As the first RCT since the First Step program was revised in 2014–2015, this study adds to its accumulated literature base by providing empirical support that the revised program, which unified the preschool and elementary versions and streamlined components to improve usability and satisfaction, retains its effectiveness in the preschool population (Feil et al., 2014; Walker et al., 2014). The ESs from this study are particularly interesting in light of the program revisions for several reasons. First, they demonstrate, at least with the regard to its application with preschoolers, that standardizing the early elementary and preschool components into a unified program was successful.
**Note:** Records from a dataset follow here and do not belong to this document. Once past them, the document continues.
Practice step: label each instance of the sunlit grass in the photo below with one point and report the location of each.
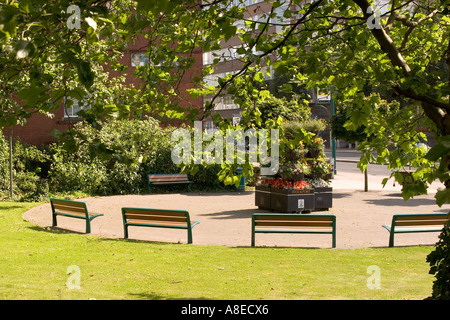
(34, 264)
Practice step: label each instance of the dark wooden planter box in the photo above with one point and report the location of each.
(283, 200)
(323, 198)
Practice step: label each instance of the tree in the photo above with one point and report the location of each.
(343, 47)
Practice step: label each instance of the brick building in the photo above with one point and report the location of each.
(38, 128)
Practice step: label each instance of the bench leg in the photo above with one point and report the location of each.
(125, 231)
(334, 239)
(88, 226)
(391, 239)
(189, 235)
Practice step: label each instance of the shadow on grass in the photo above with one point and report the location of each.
(391, 202)
(161, 299)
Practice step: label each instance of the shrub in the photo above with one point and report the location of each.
(141, 147)
(30, 167)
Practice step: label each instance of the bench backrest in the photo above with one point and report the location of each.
(294, 220)
(157, 216)
(69, 207)
(420, 219)
(167, 177)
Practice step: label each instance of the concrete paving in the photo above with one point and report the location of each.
(225, 218)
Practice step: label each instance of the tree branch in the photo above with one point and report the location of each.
(384, 40)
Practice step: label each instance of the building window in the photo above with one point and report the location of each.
(139, 59)
(72, 111)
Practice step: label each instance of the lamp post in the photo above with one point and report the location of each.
(10, 164)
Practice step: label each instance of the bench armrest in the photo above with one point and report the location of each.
(194, 223)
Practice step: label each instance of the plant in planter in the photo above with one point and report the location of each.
(280, 183)
(320, 168)
(316, 147)
(294, 170)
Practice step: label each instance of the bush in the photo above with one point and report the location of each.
(30, 167)
(141, 147)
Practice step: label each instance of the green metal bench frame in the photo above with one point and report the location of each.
(415, 219)
(72, 209)
(288, 222)
(168, 178)
(158, 218)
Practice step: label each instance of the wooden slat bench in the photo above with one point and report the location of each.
(294, 223)
(171, 178)
(72, 209)
(415, 222)
(159, 218)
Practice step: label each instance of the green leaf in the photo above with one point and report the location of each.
(442, 197)
(24, 48)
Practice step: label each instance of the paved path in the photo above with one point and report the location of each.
(225, 218)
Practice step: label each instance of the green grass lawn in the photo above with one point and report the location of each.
(34, 264)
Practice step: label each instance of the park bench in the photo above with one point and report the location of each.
(159, 218)
(416, 222)
(72, 209)
(293, 223)
(165, 179)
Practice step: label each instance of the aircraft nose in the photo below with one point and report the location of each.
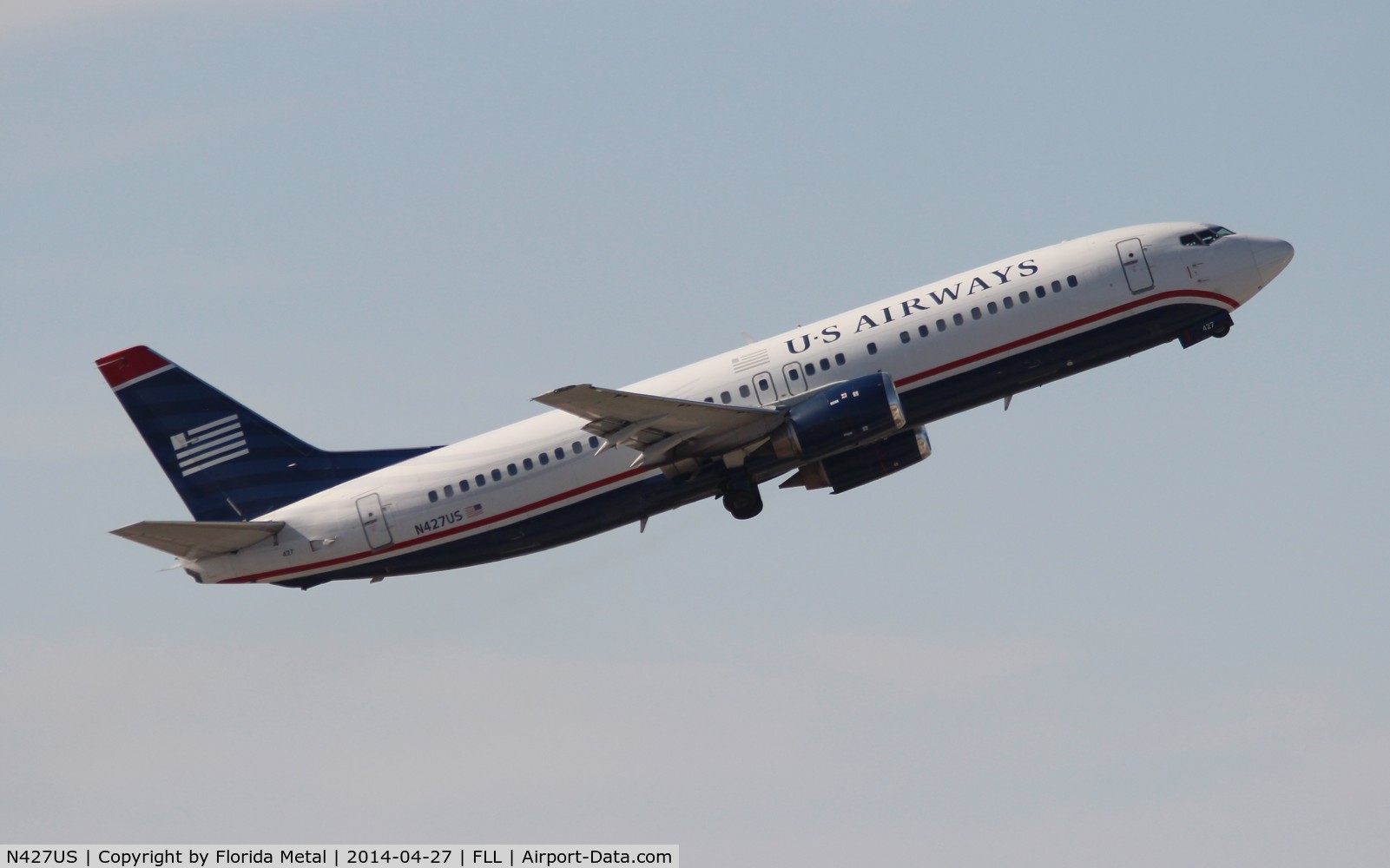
(1271, 254)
Second, the addition of the Super Student Skills was considered a substantial content addition to the program, and this shift in content focus did not seem to reduce ESs in comparison to previous studies. Third, the ESs from parent-reported measures remained in the small ES range, indicating the reduced dosage of the intervention with parents may not have had noticeable effects.
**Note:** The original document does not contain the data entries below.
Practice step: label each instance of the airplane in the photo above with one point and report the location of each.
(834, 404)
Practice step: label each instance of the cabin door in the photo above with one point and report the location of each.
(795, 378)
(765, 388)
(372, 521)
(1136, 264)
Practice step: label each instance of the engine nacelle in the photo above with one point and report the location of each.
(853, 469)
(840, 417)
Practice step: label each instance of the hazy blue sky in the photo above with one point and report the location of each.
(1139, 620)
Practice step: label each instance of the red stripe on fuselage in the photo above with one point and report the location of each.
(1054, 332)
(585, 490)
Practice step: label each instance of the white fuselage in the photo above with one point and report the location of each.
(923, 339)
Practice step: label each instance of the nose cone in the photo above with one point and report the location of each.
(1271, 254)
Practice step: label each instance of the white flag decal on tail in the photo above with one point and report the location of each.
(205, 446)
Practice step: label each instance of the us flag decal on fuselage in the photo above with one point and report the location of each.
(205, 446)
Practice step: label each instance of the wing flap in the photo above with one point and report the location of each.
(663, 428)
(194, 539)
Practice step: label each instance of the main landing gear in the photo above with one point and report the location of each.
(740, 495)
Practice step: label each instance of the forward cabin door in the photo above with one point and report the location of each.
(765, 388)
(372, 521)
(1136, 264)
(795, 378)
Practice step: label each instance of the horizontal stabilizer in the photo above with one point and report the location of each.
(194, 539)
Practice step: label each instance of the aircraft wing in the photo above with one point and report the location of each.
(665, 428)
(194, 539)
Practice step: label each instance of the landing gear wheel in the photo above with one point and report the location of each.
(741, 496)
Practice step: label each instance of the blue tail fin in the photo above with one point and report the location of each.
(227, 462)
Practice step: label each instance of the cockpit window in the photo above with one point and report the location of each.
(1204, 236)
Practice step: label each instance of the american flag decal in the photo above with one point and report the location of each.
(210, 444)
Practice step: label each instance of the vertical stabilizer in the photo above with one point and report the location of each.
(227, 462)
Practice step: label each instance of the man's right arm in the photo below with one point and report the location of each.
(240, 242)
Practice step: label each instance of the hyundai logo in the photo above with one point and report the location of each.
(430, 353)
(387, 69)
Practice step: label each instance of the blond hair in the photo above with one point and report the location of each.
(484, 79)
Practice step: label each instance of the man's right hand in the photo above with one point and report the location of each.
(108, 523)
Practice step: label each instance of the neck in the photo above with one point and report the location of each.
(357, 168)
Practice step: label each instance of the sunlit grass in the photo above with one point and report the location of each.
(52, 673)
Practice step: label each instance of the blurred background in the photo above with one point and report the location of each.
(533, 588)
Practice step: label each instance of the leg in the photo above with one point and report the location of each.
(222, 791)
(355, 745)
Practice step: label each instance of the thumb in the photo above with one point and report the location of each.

Although this study has shown some robust results, there are three important issues that remain unaddressed. First, the lack of direct observational and academic performance measures would provide more convincing evidence of FSN’s overall efficacy. Second, although the pre-/posttest design of this study demonstrated short-term benefits, their sustained effects later in the preschool year as well as into kindergarten would be a much better test of the program. Third, a cost-effectiveness analysis of the program has been needed to assist potential adopters, and to this end, a cost analysis was recently completed (Frey et al., 2019).
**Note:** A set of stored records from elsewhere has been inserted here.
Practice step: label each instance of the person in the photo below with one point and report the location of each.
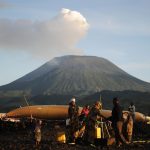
(131, 109)
(91, 124)
(129, 127)
(84, 113)
(73, 113)
(38, 132)
(117, 122)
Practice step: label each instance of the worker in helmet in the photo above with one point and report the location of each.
(93, 116)
(73, 113)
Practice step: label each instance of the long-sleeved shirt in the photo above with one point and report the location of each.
(117, 113)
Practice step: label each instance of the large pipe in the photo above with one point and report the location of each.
(58, 112)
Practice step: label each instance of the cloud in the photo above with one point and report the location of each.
(54, 37)
(4, 5)
(122, 25)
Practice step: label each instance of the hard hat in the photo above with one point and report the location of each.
(73, 100)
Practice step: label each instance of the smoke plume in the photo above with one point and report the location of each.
(44, 38)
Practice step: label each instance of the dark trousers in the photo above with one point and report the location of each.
(118, 132)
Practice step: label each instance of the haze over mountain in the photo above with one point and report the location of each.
(75, 75)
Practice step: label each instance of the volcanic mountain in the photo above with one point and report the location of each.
(75, 75)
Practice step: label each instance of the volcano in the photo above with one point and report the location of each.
(75, 75)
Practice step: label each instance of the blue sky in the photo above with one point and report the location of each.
(118, 30)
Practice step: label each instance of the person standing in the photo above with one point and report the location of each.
(117, 122)
(131, 109)
(38, 132)
(73, 113)
(92, 122)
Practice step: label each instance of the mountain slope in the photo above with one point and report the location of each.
(75, 75)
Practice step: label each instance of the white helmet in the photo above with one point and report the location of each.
(73, 100)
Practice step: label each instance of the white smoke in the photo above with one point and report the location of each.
(44, 38)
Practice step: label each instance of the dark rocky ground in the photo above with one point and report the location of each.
(21, 137)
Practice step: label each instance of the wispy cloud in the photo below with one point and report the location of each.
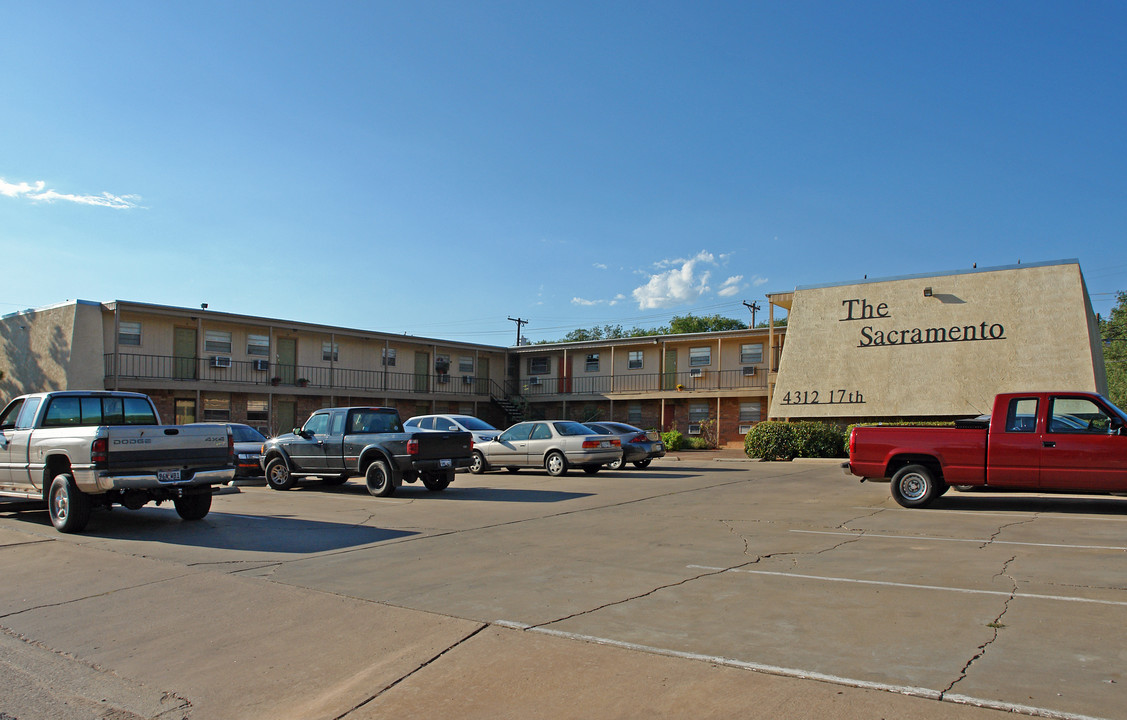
(587, 303)
(683, 283)
(38, 192)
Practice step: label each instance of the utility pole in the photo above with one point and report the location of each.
(753, 307)
(518, 323)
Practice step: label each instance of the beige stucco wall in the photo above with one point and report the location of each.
(862, 350)
(52, 348)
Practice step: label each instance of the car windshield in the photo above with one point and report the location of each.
(473, 424)
(373, 421)
(246, 434)
(571, 428)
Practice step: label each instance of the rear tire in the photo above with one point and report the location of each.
(277, 474)
(68, 506)
(914, 486)
(478, 464)
(378, 478)
(192, 507)
(556, 464)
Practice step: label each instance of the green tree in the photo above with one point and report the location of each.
(1114, 332)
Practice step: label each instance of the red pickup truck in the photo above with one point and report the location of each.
(1034, 442)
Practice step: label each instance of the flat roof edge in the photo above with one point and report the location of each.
(1018, 266)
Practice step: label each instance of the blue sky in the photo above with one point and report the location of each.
(434, 168)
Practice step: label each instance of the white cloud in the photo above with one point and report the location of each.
(729, 286)
(38, 192)
(677, 285)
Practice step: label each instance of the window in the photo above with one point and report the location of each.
(539, 365)
(216, 409)
(751, 354)
(129, 334)
(1077, 415)
(1021, 416)
(750, 412)
(698, 411)
(700, 356)
(258, 410)
(258, 345)
(218, 341)
(633, 412)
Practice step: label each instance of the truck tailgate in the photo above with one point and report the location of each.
(150, 449)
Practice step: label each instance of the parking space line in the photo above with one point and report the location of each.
(933, 539)
(967, 590)
(925, 693)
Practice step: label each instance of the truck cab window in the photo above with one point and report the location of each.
(1021, 416)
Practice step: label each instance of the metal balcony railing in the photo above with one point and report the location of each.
(207, 370)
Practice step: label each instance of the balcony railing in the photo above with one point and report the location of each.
(207, 370)
(653, 382)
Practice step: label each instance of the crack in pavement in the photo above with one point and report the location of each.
(413, 672)
(995, 625)
(795, 556)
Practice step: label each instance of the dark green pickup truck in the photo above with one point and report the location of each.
(340, 443)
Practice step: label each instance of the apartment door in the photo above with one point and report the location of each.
(184, 354)
(286, 360)
(185, 411)
(422, 371)
(482, 384)
(670, 375)
(285, 416)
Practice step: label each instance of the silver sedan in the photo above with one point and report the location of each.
(553, 445)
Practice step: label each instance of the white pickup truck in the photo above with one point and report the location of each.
(78, 450)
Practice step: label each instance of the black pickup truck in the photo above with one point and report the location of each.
(339, 443)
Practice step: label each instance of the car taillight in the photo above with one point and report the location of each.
(98, 451)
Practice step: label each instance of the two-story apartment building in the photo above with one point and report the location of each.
(202, 365)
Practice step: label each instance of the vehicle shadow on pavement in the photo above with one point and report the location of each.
(225, 531)
(454, 492)
(1005, 503)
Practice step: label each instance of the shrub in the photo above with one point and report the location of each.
(673, 440)
(786, 441)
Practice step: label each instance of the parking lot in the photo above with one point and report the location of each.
(698, 588)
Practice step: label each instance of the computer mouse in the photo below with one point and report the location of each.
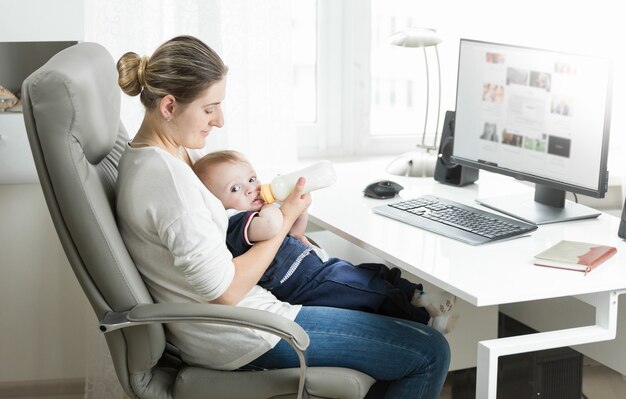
(382, 189)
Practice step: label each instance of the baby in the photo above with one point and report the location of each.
(300, 274)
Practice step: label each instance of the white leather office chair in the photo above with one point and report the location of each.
(72, 115)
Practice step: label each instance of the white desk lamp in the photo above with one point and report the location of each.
(422, 162)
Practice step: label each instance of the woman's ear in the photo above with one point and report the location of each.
(166, 107)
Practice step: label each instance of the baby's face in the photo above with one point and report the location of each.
(236, 185)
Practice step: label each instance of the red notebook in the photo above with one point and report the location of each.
(575, 255)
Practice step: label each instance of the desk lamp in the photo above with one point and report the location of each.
(422, 162)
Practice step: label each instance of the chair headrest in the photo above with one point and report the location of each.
(81, 83)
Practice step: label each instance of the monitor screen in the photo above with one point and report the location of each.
(537, 115)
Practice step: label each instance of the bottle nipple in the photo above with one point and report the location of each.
(266, 194)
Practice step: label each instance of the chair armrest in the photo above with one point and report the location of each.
(207, 313)
(218, 314)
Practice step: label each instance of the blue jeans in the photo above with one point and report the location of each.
(411, 357)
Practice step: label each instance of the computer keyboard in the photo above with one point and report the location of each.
(455, 220)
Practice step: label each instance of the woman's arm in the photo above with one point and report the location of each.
(250, 266)
(266, 224)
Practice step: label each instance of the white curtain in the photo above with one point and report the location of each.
(254, 39)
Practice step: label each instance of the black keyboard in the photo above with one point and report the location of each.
(455, 220)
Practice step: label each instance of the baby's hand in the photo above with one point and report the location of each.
(303, 239)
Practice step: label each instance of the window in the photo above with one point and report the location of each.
(369, 96)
There are some important additional areas needing examination in future research. First, research demonstrating these effects with a community-implementation sample (i.e., school-based as compared to a research-based implementation) would increase external validity and be a significant resource to behavioral and educational providers. It might also be interesting to conduct subsample analyses to examine the FSN effects on students with risk status for ADHD, ASD, or comorbid anxiety disorders and, therefore, replicate previous findings in this regard (Feil et al., 2016; Frey et al., 2015; Seeley et al., 2016). Additionally, it is important to examine (a) longer-term behavioral and academic outcomes using longitudinal tracking methods, (b) the trajectory of behavioral and academic outcomes over time, and (c) the parallel trajectory of behavioral and academic outcomes in relation to one another. It would be particularly interesting to evaluate the effect of the intervention on academic achievement tests, special education status, exclusionary discipline, office disciplinary referrals, and attendance using archival school records (Walker et al., 1991). We are currently collecting long-term data on FSN outcomes and plan to present these results in subsequent articles. Finally, it is important to investigate more thoroughly contextual factors (e.g., classroom climate), as well as mediators and moderators, that impact intervention effects to guide future program applications.